Effects of Psilocybin on Brain Representations of Movies
Poster Session C - Sunday, March 30, 2025, 5:00 – 7:00 pm EDT, Back Bay Ballroom/Republic Ballroom
Brian Winston1 (bwinsto2@jh.edu), Gabi Lofland2, Janice Chen1, Frederick Barrett2; 1Johns Hopkins University, 2Johns Hopkins School of Medicine
The classic psychedelic drug psilocybin is known to perturb the functional landscape of the human brain during unconstrained perception and cognition. However, the degree to which psilocybin alters processing of naturalistic, multi-modal stimuli is not well characterized. We sought to investigate whether psychedelics alter brain representations of real-world content in sensory, associative, and/or high-level brain regions. 12 participants (of a planned 30) watched nine short audiovisual movies totaling one hour while undergoing functional MRI during the acute effects of 10mg psilocybin and placebo administered at separate visits. Movies were segmented into events by human raters. To examine how psilocybin influences brain representations of movie content across the cortical processing hierarchy, intersubject pattern correlation (pISC) of event-wise multivoxel patterns (MVPs) were calculated and averaged across events separately for the placebo and psilocybin scans.
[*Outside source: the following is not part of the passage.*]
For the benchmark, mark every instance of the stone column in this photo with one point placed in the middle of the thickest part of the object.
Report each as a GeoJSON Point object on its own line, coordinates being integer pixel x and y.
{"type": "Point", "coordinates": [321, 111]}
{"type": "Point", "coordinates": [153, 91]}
The correlation between each subject’s MVP and the remaining group’s average MVP in primary auditory and visual cortices (A1, V1), posterior-medial cortex (PMC), medial prefrontal cortex (mPFC) and angular gyrus (AG) were averaged across events and movies and compared between drug conditions using two-tailed t-tests. pISC was reduced in all ROIs in the psilocybin condition after Bonferroni correction (p < 0.01). This suggests that altered stimulus processing as early as primary sensory cortex could contribute to psilocybin-induced perceptual changes. Follow-up analyses will incorporate eye-tracking and verbal recall of movies to investigate whether changes in pISC reflect altered neural processing or simply differences in attention to the stimulus.